My literature students love the 'critical roles' approach. Before each discussion, assign different analytical perspectives (historical context analyst, character motivations expert, literary devices finder, modern relevance connector, etc). Everyone must speak from their assigned perspective first, then discussion opens more naturally after all perspectives are shared. It gives students a clear starting point and purpose.
Former Zoom-resistant professor here! The game changer for me was implementing a 'digital fishbowl' technique. Select 4-5 students to actively discuss while others observe and take notes. After 10-15 mins, rotate who's 'in the fishbowl'. The observers must submit one question or challenge to the points raised. It creates structure, accountability, and lets introverts prepare thoughtfully. My participation went from 20% to nearly 100%!
Try collaborative documents! I create a shared Google Doc for each discussion with questions, key quotes, and space for responses. Students can type thoughts in real time, respond to each other's points with comments, and you can highlight interesting ideas to discuss verbally. This helps students who process better in writing than speaking, and gives everyone something to focus on besides awkward video tiles. Plus you end up with excellent notes!

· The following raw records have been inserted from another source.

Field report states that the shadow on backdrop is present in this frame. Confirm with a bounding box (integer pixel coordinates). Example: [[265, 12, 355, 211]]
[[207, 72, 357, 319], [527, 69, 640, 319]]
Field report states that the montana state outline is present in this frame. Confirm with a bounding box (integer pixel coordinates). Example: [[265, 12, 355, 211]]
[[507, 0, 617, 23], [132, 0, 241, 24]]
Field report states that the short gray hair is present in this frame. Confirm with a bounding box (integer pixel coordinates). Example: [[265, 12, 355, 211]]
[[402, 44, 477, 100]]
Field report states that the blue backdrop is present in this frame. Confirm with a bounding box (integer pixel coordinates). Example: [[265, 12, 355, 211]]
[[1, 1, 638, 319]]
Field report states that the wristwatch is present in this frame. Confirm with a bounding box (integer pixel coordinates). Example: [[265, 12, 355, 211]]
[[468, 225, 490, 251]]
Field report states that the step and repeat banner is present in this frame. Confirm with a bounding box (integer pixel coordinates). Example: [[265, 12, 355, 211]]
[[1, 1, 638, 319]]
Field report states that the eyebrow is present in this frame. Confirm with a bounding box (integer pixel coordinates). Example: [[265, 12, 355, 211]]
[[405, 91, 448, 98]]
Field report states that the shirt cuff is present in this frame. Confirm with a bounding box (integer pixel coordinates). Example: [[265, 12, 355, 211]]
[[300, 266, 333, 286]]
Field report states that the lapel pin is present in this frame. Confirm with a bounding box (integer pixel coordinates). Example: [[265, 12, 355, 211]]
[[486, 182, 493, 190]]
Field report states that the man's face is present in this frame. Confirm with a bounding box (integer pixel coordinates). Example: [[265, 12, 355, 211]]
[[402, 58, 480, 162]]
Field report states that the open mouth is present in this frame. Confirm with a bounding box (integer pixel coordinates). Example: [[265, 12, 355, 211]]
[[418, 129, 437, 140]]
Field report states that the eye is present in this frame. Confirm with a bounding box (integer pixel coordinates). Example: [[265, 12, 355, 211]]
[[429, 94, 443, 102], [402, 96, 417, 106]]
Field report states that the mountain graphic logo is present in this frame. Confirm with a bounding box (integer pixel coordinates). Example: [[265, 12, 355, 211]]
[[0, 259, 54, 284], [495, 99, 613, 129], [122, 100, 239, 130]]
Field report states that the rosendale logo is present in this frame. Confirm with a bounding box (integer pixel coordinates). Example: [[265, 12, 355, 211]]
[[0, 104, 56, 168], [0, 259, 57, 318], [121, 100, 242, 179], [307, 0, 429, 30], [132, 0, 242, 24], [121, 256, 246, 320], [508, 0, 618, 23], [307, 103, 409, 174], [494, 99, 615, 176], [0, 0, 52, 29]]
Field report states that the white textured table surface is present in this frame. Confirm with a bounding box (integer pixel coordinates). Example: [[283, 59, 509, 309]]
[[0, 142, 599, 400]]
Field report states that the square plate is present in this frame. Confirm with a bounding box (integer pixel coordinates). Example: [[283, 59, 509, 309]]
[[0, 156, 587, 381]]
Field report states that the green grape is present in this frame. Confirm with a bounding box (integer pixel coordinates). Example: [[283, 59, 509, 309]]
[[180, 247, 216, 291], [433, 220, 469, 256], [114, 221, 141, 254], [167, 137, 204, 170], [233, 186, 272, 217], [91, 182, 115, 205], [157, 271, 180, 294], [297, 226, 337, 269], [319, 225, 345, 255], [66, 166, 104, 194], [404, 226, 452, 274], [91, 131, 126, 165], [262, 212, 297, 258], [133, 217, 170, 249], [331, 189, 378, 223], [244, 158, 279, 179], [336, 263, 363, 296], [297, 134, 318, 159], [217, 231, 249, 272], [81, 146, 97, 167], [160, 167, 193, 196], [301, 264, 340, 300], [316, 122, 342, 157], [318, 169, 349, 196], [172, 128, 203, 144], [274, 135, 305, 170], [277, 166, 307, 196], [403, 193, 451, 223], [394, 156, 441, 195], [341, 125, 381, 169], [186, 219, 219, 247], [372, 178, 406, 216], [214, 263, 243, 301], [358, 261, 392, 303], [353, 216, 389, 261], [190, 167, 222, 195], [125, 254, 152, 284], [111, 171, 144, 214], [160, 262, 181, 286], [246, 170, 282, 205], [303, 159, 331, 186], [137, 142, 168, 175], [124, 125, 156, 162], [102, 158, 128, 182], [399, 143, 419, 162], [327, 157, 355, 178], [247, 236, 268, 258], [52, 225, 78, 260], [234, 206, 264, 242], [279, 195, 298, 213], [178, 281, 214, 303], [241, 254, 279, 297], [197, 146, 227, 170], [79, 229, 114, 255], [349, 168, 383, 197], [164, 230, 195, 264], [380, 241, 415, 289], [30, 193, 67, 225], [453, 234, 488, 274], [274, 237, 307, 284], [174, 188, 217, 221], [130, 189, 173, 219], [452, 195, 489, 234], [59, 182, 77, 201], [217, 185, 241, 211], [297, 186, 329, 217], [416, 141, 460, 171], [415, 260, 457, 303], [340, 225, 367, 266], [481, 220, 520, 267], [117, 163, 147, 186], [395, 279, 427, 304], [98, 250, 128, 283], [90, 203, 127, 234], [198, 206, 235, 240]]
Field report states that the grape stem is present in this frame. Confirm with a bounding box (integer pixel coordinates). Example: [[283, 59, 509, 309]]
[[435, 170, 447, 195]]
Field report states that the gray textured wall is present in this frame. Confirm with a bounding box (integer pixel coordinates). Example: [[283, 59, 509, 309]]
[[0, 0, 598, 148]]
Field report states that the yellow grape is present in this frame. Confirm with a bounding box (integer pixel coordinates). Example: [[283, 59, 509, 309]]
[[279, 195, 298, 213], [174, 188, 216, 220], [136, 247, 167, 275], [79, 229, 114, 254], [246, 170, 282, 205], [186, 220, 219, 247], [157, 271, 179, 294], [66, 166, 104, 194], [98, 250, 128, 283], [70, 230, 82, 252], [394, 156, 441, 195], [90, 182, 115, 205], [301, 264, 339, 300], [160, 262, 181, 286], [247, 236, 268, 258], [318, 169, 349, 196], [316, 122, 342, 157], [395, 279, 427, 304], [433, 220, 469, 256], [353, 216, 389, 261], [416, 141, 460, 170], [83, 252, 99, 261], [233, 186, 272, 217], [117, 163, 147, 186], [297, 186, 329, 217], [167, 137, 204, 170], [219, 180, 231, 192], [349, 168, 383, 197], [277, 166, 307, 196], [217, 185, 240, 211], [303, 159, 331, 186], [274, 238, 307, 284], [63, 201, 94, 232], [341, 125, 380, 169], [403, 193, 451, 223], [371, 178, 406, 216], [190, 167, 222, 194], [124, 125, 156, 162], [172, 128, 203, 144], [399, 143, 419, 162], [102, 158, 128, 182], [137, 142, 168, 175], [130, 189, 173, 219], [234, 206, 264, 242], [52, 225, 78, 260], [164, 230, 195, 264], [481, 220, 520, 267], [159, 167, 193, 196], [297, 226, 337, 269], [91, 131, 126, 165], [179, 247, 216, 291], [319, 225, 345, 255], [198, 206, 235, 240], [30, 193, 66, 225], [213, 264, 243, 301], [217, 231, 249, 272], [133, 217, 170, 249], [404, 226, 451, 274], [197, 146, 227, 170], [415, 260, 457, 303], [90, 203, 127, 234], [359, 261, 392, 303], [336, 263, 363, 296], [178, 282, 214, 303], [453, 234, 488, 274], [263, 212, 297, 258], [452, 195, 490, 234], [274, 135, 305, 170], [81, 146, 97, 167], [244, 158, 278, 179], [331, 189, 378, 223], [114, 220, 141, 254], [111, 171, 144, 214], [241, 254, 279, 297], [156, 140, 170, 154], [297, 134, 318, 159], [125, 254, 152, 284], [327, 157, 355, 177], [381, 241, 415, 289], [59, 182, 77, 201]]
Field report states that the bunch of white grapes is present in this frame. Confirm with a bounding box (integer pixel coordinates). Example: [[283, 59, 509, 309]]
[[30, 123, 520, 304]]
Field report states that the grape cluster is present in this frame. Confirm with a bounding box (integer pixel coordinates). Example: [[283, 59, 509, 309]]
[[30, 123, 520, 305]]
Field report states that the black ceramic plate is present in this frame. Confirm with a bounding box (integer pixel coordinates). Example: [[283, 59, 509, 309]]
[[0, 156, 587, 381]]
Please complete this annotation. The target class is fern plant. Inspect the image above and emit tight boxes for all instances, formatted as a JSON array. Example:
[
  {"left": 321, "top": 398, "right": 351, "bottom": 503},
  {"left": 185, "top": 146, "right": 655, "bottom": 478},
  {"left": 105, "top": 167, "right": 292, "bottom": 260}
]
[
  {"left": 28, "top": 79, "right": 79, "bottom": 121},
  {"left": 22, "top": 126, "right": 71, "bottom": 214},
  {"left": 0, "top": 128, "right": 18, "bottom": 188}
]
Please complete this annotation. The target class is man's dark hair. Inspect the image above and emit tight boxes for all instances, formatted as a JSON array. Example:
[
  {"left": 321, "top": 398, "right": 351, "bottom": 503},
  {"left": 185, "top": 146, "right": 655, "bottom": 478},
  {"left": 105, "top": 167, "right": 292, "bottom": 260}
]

Try building rituals that make participation predictable and low stakes. Start each session with a 2-minute chat prompt that everyone answers before talk begins. Rotate simple roles like discussion leader, summarizer, and devil's advocate so responsibility is shared. Use think-pair-share with 3-minute breakout rooms and a one-sentence deliverable back in chat. Run quick polls and use Zoom annotate on short passages to spark reactions. Run a fishbowl sometimes: small active circle with others observing and posting questions in chat. Ask for one-line preclass posts to prime thought and to hold students accountable. Allow a “pass” option and normalize silence.
I had that same awkward silence my first term online. What helped was shifting the prep out of Zoom so students came with a short, required post or a one paragraph note on the reading. Give everyone a role ahead of time like connector, skeptic, or example-hunter and rotate roles weekly. Start class with two minutes of private writing in the chat or a shared doc so people have language ready. Use tiny, timed breakouts with a clear deliverable, one sentence or one question to bring back. Polls, annotation tools, and calling on roles rather than people made participation feel safer. Gentle grading for participation nudged everyone.